Reputation: 677
I have a pandas DataFrame which has values that are not correct
data = {'Model':['A', 'B', 'A', 'B', 'A'], 'Value':[20, 40, 20, 40, -1]}
df = pd.DataFrame(data)
df
Out[46]:
Model Value
0 A 20
1 B 40
2 A 20
3 B 40
4 A -1
I would like to replace -1 with the unique values of A. In this case it should be 20.
How do I go about it. I have tried the following.
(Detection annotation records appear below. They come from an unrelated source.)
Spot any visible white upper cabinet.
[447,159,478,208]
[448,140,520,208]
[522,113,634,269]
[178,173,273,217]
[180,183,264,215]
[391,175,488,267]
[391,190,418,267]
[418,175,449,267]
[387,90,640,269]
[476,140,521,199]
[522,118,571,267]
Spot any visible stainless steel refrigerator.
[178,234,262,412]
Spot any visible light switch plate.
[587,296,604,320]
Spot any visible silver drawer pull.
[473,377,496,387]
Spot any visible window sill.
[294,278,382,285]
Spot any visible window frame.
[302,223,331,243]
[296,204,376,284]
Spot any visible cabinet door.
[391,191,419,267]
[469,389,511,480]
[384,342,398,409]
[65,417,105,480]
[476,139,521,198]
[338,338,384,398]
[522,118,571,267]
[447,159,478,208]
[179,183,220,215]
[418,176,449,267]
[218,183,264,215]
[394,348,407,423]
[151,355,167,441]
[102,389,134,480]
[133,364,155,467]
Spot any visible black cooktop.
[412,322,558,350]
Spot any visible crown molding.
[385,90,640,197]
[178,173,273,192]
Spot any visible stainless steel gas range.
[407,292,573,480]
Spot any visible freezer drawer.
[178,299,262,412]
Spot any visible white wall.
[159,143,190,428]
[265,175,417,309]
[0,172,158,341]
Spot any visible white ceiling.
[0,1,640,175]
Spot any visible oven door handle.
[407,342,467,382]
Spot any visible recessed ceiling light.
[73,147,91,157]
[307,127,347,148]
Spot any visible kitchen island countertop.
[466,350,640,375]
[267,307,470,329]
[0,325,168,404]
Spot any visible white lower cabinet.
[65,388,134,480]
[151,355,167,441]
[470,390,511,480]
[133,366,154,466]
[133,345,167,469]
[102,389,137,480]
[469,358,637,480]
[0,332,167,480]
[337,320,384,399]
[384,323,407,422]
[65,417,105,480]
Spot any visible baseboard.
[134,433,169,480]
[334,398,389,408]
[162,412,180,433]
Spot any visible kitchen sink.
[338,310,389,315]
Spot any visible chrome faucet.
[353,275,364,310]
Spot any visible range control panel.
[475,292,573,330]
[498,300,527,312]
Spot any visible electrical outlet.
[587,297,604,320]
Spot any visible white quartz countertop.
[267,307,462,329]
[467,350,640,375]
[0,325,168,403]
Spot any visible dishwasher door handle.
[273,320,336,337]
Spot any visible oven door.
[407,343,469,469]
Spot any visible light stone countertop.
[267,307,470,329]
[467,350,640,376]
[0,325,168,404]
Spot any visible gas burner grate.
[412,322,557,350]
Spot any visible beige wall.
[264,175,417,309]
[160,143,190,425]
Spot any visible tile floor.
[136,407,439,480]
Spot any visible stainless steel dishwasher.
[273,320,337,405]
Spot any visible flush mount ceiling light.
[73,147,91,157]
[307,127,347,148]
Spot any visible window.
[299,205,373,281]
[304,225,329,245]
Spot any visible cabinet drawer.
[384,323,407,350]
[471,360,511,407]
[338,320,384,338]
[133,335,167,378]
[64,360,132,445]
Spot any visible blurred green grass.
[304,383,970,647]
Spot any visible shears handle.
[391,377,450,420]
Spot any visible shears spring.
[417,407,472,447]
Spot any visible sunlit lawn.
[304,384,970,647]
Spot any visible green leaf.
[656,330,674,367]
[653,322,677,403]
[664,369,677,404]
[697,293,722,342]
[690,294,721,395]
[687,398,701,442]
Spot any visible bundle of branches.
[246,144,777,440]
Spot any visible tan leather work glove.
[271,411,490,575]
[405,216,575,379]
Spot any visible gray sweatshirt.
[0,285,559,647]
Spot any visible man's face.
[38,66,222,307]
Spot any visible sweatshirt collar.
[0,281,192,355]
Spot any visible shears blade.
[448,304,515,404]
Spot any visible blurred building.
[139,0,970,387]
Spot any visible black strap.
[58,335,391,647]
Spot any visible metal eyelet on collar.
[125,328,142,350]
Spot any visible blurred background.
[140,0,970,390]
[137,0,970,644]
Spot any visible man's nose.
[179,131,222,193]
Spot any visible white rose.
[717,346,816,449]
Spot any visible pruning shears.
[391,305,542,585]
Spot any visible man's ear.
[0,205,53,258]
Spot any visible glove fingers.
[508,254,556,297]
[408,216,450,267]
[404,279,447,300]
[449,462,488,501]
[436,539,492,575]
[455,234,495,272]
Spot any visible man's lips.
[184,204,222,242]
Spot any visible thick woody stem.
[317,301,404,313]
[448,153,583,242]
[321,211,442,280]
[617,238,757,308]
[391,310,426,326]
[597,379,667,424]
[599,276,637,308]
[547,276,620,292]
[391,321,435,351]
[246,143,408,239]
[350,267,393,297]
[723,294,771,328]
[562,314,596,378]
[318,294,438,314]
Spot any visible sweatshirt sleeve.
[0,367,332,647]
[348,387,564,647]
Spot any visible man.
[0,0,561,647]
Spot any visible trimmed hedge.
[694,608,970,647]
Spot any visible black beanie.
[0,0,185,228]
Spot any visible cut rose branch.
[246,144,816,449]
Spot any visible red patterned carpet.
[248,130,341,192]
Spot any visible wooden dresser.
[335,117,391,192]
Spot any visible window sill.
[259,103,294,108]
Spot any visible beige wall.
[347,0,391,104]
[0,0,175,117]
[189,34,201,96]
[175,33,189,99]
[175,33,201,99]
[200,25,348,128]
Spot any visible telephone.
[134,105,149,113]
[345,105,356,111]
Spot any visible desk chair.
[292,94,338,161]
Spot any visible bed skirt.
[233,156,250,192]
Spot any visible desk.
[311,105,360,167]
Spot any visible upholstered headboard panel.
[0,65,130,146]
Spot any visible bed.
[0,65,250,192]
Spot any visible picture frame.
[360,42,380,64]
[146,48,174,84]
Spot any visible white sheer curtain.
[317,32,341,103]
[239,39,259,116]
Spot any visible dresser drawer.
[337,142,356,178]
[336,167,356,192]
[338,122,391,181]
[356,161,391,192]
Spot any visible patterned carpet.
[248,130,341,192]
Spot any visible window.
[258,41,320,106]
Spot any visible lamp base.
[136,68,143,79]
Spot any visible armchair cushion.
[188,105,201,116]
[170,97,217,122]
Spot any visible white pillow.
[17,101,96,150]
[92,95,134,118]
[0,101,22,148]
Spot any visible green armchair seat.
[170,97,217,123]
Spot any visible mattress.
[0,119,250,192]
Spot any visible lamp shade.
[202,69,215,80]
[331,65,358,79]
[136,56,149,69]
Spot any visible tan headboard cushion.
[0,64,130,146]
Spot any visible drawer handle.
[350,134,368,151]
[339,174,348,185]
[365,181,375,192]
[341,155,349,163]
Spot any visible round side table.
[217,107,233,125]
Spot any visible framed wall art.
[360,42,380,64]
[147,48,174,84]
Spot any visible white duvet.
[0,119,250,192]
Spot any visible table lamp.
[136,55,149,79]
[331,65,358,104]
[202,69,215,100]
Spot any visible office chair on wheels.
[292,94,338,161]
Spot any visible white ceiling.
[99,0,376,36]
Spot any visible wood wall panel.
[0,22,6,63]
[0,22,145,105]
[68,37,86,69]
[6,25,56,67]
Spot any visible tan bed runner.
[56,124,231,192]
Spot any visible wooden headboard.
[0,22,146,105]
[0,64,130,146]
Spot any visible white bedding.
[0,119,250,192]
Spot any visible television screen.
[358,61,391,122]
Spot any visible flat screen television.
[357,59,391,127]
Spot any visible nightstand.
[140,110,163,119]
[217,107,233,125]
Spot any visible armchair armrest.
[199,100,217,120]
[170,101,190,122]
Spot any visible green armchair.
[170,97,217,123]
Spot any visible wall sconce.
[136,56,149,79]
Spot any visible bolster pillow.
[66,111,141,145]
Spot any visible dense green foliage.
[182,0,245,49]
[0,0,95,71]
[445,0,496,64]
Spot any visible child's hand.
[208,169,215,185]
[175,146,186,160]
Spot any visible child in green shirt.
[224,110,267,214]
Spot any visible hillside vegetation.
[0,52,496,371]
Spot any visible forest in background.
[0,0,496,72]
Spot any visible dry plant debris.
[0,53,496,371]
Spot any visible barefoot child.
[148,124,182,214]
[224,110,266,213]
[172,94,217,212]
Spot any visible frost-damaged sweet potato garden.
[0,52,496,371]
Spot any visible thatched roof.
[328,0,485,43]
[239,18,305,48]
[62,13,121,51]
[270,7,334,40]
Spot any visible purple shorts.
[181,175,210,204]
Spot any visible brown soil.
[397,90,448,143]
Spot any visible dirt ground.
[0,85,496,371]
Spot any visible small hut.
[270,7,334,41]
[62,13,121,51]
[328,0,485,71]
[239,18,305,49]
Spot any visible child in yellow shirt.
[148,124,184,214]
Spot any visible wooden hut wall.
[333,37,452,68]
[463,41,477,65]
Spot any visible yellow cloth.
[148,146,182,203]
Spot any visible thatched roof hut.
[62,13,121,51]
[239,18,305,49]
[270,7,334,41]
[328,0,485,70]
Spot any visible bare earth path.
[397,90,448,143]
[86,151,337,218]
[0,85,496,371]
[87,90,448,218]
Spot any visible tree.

In my case its a large DF with 2million rows.
df2 = df[df.model != -1]
pd.merge(df, df2, on='model', how='left')
Out:
MemoryError: Unable to allocate 5.74 TiB for an array with shape (788568381621,) and data type int64
Upvotes: 0
Views: 48
Reputation: 1957
Here's a quick solution:
df['Value'] = df.groupby('Model').transform('max')
Upvotes: 1
Reputation: 150735
You don't need to merge, which creates all possible pairs of rows with the same Model
. The following will do
df['Value'] = df['Value'].mask(df['Value']!=-1).groupby(df['Model']).transform('first')
Or you can also use map
:
s = (df[df['Value'] != -1].drop_duplicates('Model')
.set_index('Model')['Value'])
df['Value'] = df['Model'].map(s)
Upvotes: 1